Fun with iOS 11

July 21, 2017

iOS 11 is a funny release from Apple; one where they both implement the most basic, forehead slapping, obvious missing features, to some of the most impressive new technologies available. In most years I imagine Apple would be patting itself on the back for re-inventing the idea of ‘files’, after explicitly removing them for iOS from it’s inception. This year, however, they didn’t need to do marketing backflips to promote tech that’s as old as the computer itself, they had a couple more tricks up their sleeve.

Core ML

Core ML is a framework for integrating trained machine learning models into your app. The interesting differentiator from other similar offerings is that the model, and all predictions from the model all live on the device itself, without needing to hit an API. This is especially promising for us at Tome since we have a couple of projects in the works that must work in distant RF starved wilderness areas. So functionality that relies on the network isn’t really an option for us.

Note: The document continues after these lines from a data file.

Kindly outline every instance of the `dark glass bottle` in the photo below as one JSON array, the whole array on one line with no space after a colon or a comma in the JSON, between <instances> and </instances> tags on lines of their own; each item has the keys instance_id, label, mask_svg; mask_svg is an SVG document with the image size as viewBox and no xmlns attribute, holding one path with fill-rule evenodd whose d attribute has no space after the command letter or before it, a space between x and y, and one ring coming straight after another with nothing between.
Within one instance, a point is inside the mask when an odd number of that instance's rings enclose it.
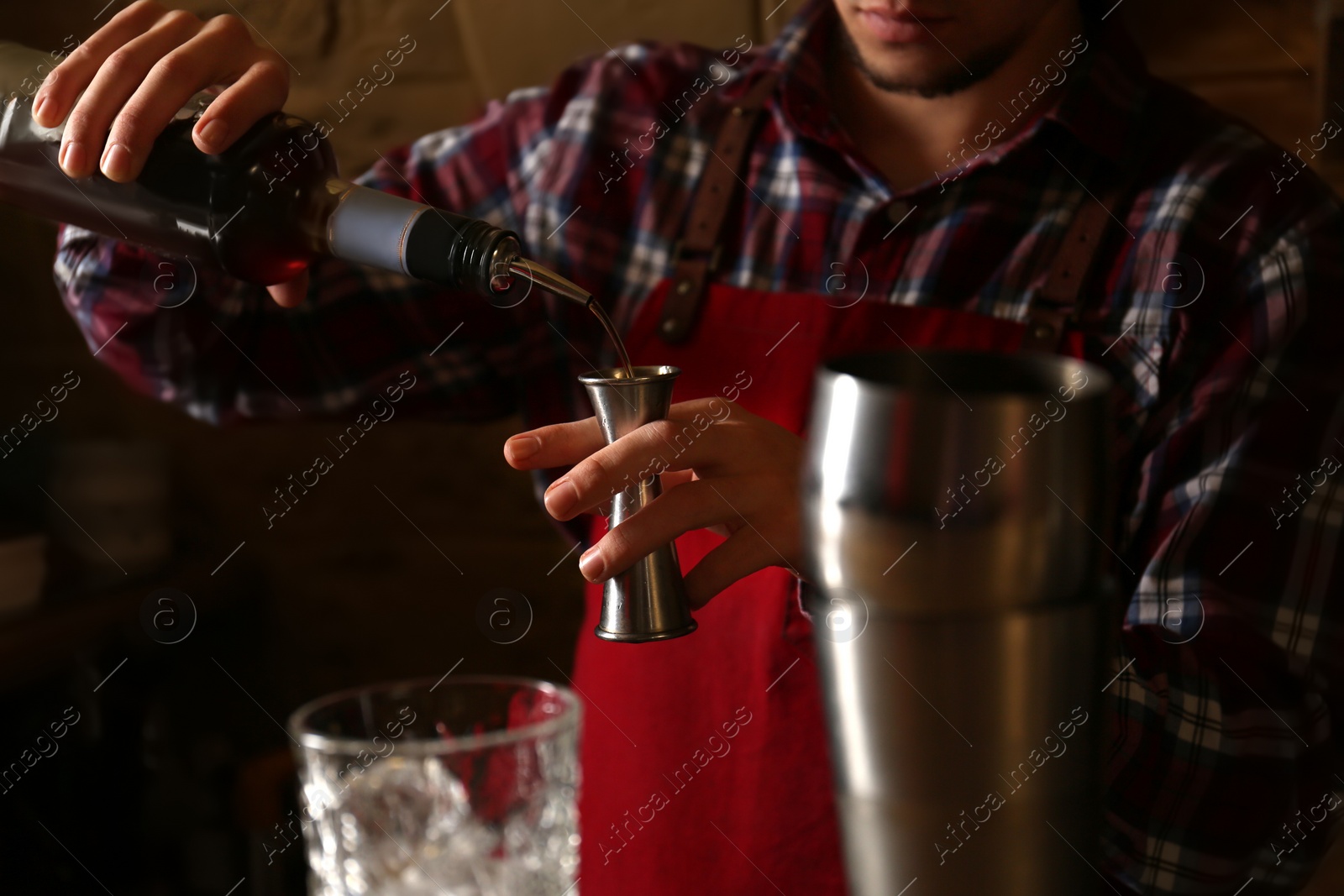
<instances>
[{"instance_id":1,"label":"dark glass bottle","mask_svg":"<svg viewBox=\"0 0 1344 896\"><path fill-rule=\"evenodd\" d=\"M208 97L184 107L155 141L140 177L78 180L56 157L65 126L32 121L43 54L0 44L0 200L36 215L214 262L253 283L293 278L320 255L489 294L513 277L589 305L591 296L521 258L517 236L487 222L359 187L337 176L320 129L274 113L219 154L191 130ZM43 73L44 74L44 73Z\"/></svg>"}]
</instances>

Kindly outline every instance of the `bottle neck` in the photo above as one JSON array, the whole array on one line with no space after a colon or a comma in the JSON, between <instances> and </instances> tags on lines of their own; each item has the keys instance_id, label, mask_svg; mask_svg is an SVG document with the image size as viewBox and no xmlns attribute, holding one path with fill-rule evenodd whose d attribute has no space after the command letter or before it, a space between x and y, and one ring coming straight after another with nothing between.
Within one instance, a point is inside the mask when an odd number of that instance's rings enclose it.
<instances>
[{"instance_id":1,"label":"bottle neck","mask_svg":"<svg viewBox=\"0 0 1344 896\"><path fill-rule=\"evenodd\" d=\"M328 254L482 296L508 287L521 251L512 232L345 180L325 189Z\"/></svg>"}]
</instances>

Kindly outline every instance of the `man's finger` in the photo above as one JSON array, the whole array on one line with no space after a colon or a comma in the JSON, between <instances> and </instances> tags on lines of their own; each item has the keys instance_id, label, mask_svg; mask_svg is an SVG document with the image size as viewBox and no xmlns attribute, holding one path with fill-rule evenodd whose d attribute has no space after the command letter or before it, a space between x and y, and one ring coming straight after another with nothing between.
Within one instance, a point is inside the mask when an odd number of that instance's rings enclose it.
<instances>
[{"instance_id":1,"label":"man's finger","mask_svg":"<svg viewBox=\"0 0 1344 896\"><path fill-rule=\"evenodd\" d=\"M165 54L191 39L199 28L200 20L196 16L179 11L164 16L149 31L132 38L108 56L66 122L60 163L67 175L86 177L93 173L118 110L136 93L149 70ZM157 132L149 138L156 136Z\"/></svg>"},{"instance_id":2,"label":"man's finger","mask_svg":"<svg viewBox=\"0 0 1344 896\"><path fill-rule=\"evenodd\" d=\"M511 435L504 442L504 459L515 470L548 470L578 463L605 445L597 418L590 416Z\"/></svg>"},{"instance_id":3,"label":"man's finger","mask_svg":"<svg viewBox=\"0 0 1344 896\"><path fill-rule=\"evenodd\" d=\"M761 533L749 525L742 527L687 574L687 598L699 610L738 579L778 563L782 563L780 555Z\"/></svg>"},{"instance_id":4,"label":"man's finger","mask_svg":"<svg viewBox=\"0 0 1344 896\"><path fill-rule=\"evenodd\" d=\"M685 433L681 426L677 420L645 423L593 451L551 484L546 492L546 510L556 520L570 520L650 476L692 466L699 469L700 465L712 467L722 461L722 447L716 449L714 441L695 424L687 423Z\"/></svg>"},{"instance_id":5,"label":"man's finger","mask_svg":"<svg viewBox=\"0 0 1344 896\"><path fill-rule=\"evenodd\" d=\"M70 110L75 99L98 74L118 47L132 38L142 35L163 15L163 8L153 3L136 3L112 17L82 44L60 60L32 99L32 117L43 128L55 128Z\"/></svg>"},{"instance_id":6,"label":"man's finger","mask_svg":"<svg viewBox=\"0 0 1344 896\"><path fill-rule=\"evenodd\" d=\"M289 95L289 70L266 56L254 62L196 122L192 140L202 152L220 153L263 116L280 110Z\"/></svg>"},{"instance_id":7,"label":"man's finger","mask_svg":"<svg viewBox=\"0 0 1344 896\"><path fill-rule=\"evenodd\" d=\"M720 481L716 488L722 490L726 485ZM679 485L602 536L579 557L579 572L589 582L602 582L683 532L723 523L730 516L737 513L707 482Z\"/></svg>"}]
</instances>

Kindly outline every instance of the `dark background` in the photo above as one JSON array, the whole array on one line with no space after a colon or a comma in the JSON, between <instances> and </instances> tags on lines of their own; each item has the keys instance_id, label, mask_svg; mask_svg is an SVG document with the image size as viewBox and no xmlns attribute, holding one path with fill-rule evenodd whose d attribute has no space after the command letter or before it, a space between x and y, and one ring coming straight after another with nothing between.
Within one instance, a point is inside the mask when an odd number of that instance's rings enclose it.
<instances>
[{"instance_id":1,"label":"dark background","mask_svg":"<svg viewBox=\"0 0 1344 896\"><path fill-rule=\"evenodd\" d=\"M126 5L103 1L5 4L0 39L55 50ZM181 5L246 15L302 73L289 107L309 117L411 35L417 50L396 81L333 134L344 169L355 172L376 150L465 121L488 98L544 82L603 43L766 40L798 0L439 4ZM1324 28L1308 0L1125 0L1114 15L1156 71L1281 144L1318 132L1325 117L1344 121L1344 110L1328 111ZM1332 163L1317 165L1340 183ZM0 215L0 427L17 423L66 371L82 380L55 420L0 458L0 536L52 536L42 603L0 617L0 768L67 708L79 720L56 742L59 752L0 789L0 889L301 893L301 849L267 865L261 846L274 842L271 826L293 807L286 716L337 688L450 669L563 680L575 638L590 637L578 631L574 557L560 563L569 544L534 502L527 477L501 458L516 420L450 426L399 415L266 531L261 505L271 489L349 419L216 430L133 394L90 357L60 308L54 236L52 224L8 208ZM69 463L59 450L89 441L163 451L172 544L163 563L109 570L43 493L65 494L54 485ZM98 500L95 492L86 497ZM90 525L116 529L109 519ZM527 635L509 645L477 623L478 603L501 587L524 595L534 614ZM188 595L199 611L176 643L153 639L141 619L159 588ZM176 600L185 625L185 603ZM516 598L515 609L521 623L527 609ZM1313 892L1340 892L1340 883L1321 880Z\"/></svg>"}]
</instances>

Core ML is not a full machine learning solution. It has the requirement that you already have a trained model, and that you can convert that model into an mlmodel file.

Getting models

Apple was kind enough to provide us with a few pre trained models already in the .mlmodel format here. You can also find many pre-trained open sourced models, however you’ll need to convert them to the .mlmodel  format yourself.

Open source, pre-trained models – Model Zoo · BVLC/caffe Wiki · GitHub

Again, luckily for us, Apple has created a Python library that can do just that for a number of different popular machine learning model formats.

Converting a model – Converting Trained Models to Core ML | Apple Developer Documentation

See the coremltools documentation – coremltools — coremltools 0.4.0 documentation

Using models

OK. The hard part is over. Using a model is a simple matter of dropping the .mlmodel file into your project, and using the generated swift source code the file gives you!

file

Here, I’ve used the GoogLeNetPlaces mlmodel for scene detection.

If you click the ‘model class’ callout you can see the code that has been generated for you.

@objc class GoogLeNetPlaces:NSObject {
    var model: MLModel ...

You can also see the inputs this model requires, and the outputs it will provide. In our case, it wants an Image<RGB, 244, 244> . Hrm… that’s annoying, we have to go through the rigamarole of resizing an image with CoreImage? NOPE! Apple has again, thought of that, and has included some helper methods in the Vision framework for creating CoreML requests with images. The following code is probably generic enough to work for your specific CoreML image classification requests.

import CoreML
import Vision

func imageObservation(image: UIImage,
                    mlModel: MLModel,
                   callback:@escaping ([VNClassificationObservation])->Void) {
 
  guard let model = try? VNCoreMLModel(for: mlModel) else {
    fatalError("There's something wrong with your model");
  }
 
  // Create a Vision request with completion handler
  let request = VNCoreMLRequest(model: model) {
    request, error in
    guard let results = request.results as? [VNClassificationObservation] else {
      fatalError("unexpected result type")
    }
  
    callback(results)
 
    DispatchQueue.main.async {
      callback(results)
    }
  }
 
  let handler = VNImageRequestHandler(ciImage: CIImage(image: image)!)
 
  DispatchQueue.global(qos: .userInteractive).async {
    do {
      try handler.perform([request])
    } catch {
      print(error)
    }
  }
}

Once we get our VNClassificationObservation back from the request, we just parse it out and get the image classification data!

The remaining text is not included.